I was taken to Carrefour on the Ismailia road tonight for my first big shopping experience. My it's big. Crazy busy but good fun - got some essential supplies, even bought a microwave 

its not far from my place - almost on the way home - things really are getting easier.:eyebrows:

Still feels like the wedding night - honeymoon not even started. Wait till I wake from this dream and reality hits me like a wet fish . . . 

Maiden - you still on for Friday ??:spit:


----------



## MaidenScotland (Jun 6, 2009)

aqua said:


> I was taken to Carrefour on the Ismailia road tonight for my first big shopping experience. My it's big. Crazy busy but good fun - got some essential supplies, even bought a microwave
> 
> its not far from my place - almost on the way home - things really are getting easier.:eyebrows:
> 
> ...



Yes I will be going Friday, I will be with my maid and a small girl, you will recognise me cos my maid is the most beautiful Filipina girl in Cairo


----------



## Lanason (Sep 1, 2009)

MaidenScotland said:


> Yes I will be going Friday, I will be with my maid and a small girl, you will recognise me cos my maid is the most beautiful Filipina girl in Cairo


Friday it is then - Think I'll wear a red and white hooped rugby shirt . . . . .

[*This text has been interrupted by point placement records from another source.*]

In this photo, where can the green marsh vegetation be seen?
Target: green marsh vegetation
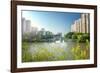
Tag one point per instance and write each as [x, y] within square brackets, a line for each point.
[54, 52]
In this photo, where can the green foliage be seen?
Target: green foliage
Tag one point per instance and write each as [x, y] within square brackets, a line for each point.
[42, 53]
[81, 37]
[79, 53]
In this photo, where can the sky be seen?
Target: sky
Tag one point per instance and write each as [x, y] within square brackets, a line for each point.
[56, 22]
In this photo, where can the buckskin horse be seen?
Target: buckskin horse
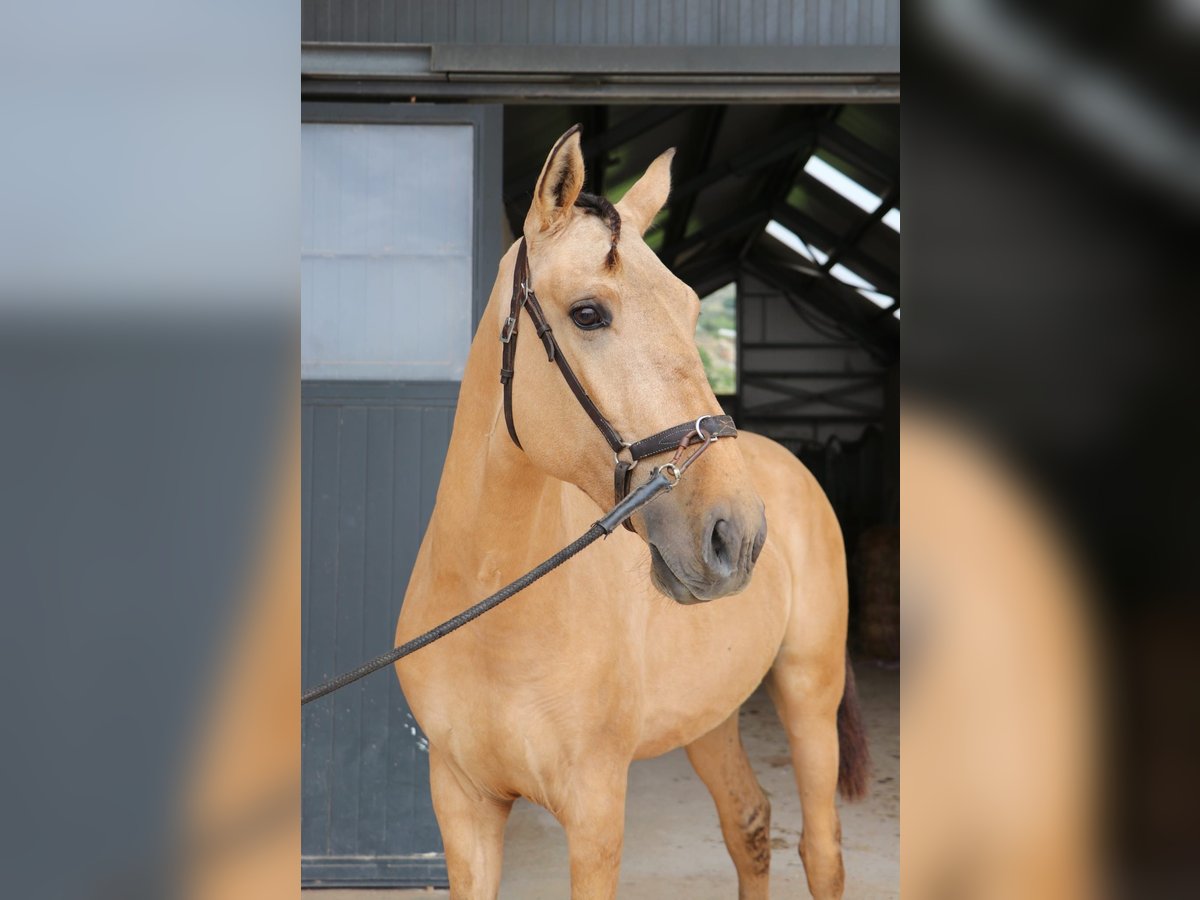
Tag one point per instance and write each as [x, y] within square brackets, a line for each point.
[653, 637]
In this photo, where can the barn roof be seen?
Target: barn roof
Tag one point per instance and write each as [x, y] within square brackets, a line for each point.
[803, 197]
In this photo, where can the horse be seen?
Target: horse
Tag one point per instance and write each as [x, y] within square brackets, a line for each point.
[653, 637]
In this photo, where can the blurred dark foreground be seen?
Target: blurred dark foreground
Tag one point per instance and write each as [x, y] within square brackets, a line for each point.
[1051, 726]
[149, 475]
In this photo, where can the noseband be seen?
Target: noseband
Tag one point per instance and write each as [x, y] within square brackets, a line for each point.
[705, 430]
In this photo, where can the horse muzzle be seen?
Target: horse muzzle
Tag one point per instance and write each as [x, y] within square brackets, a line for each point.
[717, 561]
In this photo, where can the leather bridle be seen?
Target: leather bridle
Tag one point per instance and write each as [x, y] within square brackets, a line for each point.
[705, 430]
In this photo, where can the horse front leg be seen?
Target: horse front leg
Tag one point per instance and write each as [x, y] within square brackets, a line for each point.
[472, 831]
[593, 815]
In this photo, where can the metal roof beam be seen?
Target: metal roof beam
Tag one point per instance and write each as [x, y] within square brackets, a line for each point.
[597, 144]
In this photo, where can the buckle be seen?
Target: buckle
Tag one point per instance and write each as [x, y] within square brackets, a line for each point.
[510, 328]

Top hat, white gloves and a cane :loco:

ps. you just sent me your 1,000 th post - how sweet


----------



## MaidenScotland (Jun 6, 2009)

aqua said:


> Friday it is then - Think I'll wear a red and white hooped rugby shirt . . . . .
> 
> Top hat, white gloves and a cane :loco:
> 
> ps. you just sent me your 1,000 th post - how sweet




ahhhh I was watching out for my 1,000th post and missed it.
I was going to post somewhere else  but you got lucky lol
If you are wearing a top hat then I must wear my easter bonnet

Maiden


----------



## MaidenScotland (Jun 6, 2009)

Forget to say

There is a DJ in the afternoon plus an irish folk singer in the evening, not that I will be there until the evening 

Maiden


----------